In analyzing the challenge that lay ahead, he allowed that uncertainty about sample size for trials had largely disappeared due to knowledge from the Framingham, Tecumseh and other NHI-sponsored projects about incidence and mortality rates and their basis for stratification according to risk. These purportedly “good” NHI-supported epidemiological researches had strengthened the scientific base for trial design. Guessing and intuition had “given way to a benevolent tyranny of statisticians” and their “twin watch dogs of probability, alpha and beta” (ibid., 989).

But trials in atherosclerosis are so large, he said, mainly because of biological uncertainties such as those about their clinical endpoints. He quoted the observation of William Farr whom he labeled “the Father of Epidemiology”: “Stone cold hath no fellow” (ibid.). In other words, death is the most reliable endpoint for epidemiological studies. The great problem he saw was that the cost of an equivocal answer in a major clinical trial is on a wholly different scale than failure of a laboratory or clinical experiment.
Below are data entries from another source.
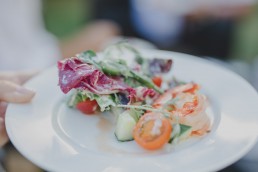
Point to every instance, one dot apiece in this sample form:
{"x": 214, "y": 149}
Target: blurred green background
{"x": 65, "y": 17}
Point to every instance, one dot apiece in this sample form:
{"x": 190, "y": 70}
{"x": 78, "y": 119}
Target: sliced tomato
{"x": 152, "y": 131}
{"x": 87, "y": 107}
{"x": 157, "y": 80}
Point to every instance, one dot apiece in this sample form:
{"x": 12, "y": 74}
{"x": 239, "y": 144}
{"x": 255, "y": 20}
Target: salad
{"x": 150, "y": 107}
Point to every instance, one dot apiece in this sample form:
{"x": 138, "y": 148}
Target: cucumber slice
{"x": 124, "y": 127}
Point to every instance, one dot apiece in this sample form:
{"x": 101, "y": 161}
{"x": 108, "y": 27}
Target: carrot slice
{"x": 152, "y": 131}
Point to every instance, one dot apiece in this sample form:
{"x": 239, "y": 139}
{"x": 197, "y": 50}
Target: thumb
{"x": 13, "y": 93}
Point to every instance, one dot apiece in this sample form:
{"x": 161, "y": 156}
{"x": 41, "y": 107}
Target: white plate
{"x": 57, "y": 138}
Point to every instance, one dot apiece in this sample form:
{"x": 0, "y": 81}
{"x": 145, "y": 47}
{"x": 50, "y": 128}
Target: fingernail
{"x": 24, "y": 91}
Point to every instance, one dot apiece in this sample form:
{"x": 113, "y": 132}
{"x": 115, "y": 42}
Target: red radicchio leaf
{"x": 73, "y": 73}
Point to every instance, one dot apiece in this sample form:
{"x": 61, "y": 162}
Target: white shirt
{"x": 24, "y": 42}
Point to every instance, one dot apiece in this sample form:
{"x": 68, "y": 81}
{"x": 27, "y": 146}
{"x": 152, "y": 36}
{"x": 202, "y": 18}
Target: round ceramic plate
{"x": 60, "y": 139}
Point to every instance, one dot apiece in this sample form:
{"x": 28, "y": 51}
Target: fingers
{"x": 17, "y": 77}
{"x": 13, "y": 93}
{"x": 3, "y": 135}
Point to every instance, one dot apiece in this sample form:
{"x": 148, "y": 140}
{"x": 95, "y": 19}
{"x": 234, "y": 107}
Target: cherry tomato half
{"x": 152, "y": 131}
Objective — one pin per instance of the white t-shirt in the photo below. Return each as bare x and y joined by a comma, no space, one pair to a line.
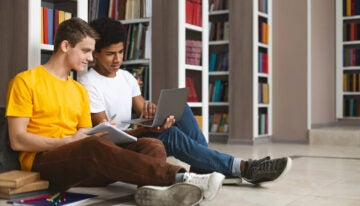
111,94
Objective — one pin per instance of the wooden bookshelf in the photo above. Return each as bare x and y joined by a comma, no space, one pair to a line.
347,59
170,67
246,73
219,33
38,52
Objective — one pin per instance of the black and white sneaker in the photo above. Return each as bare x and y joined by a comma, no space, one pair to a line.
180,194
235,180
257,172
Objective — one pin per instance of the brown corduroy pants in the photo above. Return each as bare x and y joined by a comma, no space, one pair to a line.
96,161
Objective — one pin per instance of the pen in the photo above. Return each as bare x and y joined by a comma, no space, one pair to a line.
112,117
35,198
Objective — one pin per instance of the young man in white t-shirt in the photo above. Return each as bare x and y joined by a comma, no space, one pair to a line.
114,91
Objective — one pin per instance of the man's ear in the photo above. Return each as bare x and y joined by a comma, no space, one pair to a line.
65,46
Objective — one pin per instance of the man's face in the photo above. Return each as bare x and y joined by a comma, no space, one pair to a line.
79,56
109,59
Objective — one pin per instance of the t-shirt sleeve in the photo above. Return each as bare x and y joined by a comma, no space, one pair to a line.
19,98
85,119
97,102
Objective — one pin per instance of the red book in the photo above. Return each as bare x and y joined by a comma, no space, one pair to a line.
264,61
56,20
189,11
45,25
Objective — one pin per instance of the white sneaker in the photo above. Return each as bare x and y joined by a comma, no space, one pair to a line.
210,184
180,194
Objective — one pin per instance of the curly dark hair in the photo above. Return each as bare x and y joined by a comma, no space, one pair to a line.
110,31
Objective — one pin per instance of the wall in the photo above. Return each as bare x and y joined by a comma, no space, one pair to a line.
13,41
323,109
290,70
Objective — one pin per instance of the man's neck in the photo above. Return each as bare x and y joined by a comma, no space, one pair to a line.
57,70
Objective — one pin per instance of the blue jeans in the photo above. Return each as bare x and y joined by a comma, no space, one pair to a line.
186,142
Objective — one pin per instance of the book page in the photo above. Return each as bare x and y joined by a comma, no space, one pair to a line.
116,135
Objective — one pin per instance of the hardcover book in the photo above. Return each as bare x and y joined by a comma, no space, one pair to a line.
17,178
7,193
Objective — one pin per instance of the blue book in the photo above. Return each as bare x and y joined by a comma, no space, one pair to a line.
51,26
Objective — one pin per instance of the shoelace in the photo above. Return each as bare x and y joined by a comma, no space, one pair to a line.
199,180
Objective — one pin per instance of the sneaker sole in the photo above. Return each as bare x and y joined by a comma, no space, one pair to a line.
216,180
282,175
180,194
232,181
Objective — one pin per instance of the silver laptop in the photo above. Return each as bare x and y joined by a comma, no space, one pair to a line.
171,102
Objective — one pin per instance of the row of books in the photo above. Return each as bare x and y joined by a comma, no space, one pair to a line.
351,56
263,61
219,61
263,122
351,82
218,91
138,39
141,73
351,31
193,52
194,12
219,31
119,9
351,107
219,122
351,7
192,96
263,93
263,32
215,5
51,18
263,6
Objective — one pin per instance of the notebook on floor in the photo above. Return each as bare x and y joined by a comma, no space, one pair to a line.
171,102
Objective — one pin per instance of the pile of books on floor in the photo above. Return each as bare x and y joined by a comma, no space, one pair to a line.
18,184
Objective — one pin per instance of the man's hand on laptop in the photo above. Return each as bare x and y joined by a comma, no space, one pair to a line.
149,109
169,121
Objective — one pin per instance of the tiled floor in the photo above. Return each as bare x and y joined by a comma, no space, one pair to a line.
320,175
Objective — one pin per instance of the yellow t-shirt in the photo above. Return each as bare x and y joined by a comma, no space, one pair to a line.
56,108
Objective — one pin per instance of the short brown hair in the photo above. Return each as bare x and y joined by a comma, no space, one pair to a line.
73,30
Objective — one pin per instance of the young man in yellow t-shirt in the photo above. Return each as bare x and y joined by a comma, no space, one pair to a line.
48,115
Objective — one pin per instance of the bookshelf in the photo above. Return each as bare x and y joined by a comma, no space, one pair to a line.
38,52
136,18
219,32
178,38
250,70
347,59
His main preoccupation was with the recommendation from the “distinguished and hard-working panel of experts who concluded from the Diet-Heart [Pilot] Study that the diet can be altered so as to lower cholesterol levels in free-living Americans” (ibid., 987). But such a study, aimed at preventing first heart attacks by diet, would dwarf the already huge and expensive Coronary Drug Project, costing as much as $10 to $20 million dollars a year for up to ten years!

“Unthinkable?” Fredrickson asked in his talk to the Heart Association. “Not unthinkable,” he answered. “The economic cost of premature coronary artery disease easily exceeds $1 billion a year. A positive step that reduces this toll would be proportionately worth it in cost” (ibid.).

He wrestled further with his personal burden as well as with the collective burden of making the decision to conduct major field trials. “Society has reason to rely upon us. We have every desire to respond. In doing so, however, we are duty bound to move carefully and mount with skill barriers that have unhorsed our predecessors. . . .The process of dispossessing uncertainty is painful and hoary with constraints” (ibid. 988). His caution gave fair warning that NIH might not embrace the exuberant positivity of the Diet-Heart Pilot investigators for mounting “the definitive diet trial.”

Fredrickson pointed out that he had begun to prepare his Institute’s bureaucracy to assure quality of review and handling of proposals and operations of large clinical trials. He had mobilized his staff, study sections, Advisory Council, and appropriate experts, he said, to examine all protocols for adequacy of study design, to consider alternatives to a given design, to outline areas of doubt and of agreement, and to approve only the studies that measured up fully to the quality of research that competes for resources (ibid., 991).

At the end of his talk, the director conceded that, with all the inherent difficulties of conducting field trials, “Still, they are among the most challenging tests of our skills. I have no doubt that when the problem is well-chosen, the study is appropriately designed, and that when all the populations of concern are made aware of the route and the goal, the reward can be commensurate with [the] effort. If, in major medical dilemmas, the alternative is to pay the cost of perpetual uncertainty, have we any choice?” (ibid., 992).

Despite this grudging green light, it would take several years for the issue of diet-heart and other preventive trials to be resolved in Bethesda and for the nation’s central policy on epidemiological research to evolve and finally emerge. As for the proposed definitive Diet-Heart Trial–it never happened. (Henry Blackburn)

Reference

Fredrickson, D. S. 1968. The field trial: Some thoughts on the indispensable ordeal. Bulletin of the New York Academy of Medicine 44: 985-93.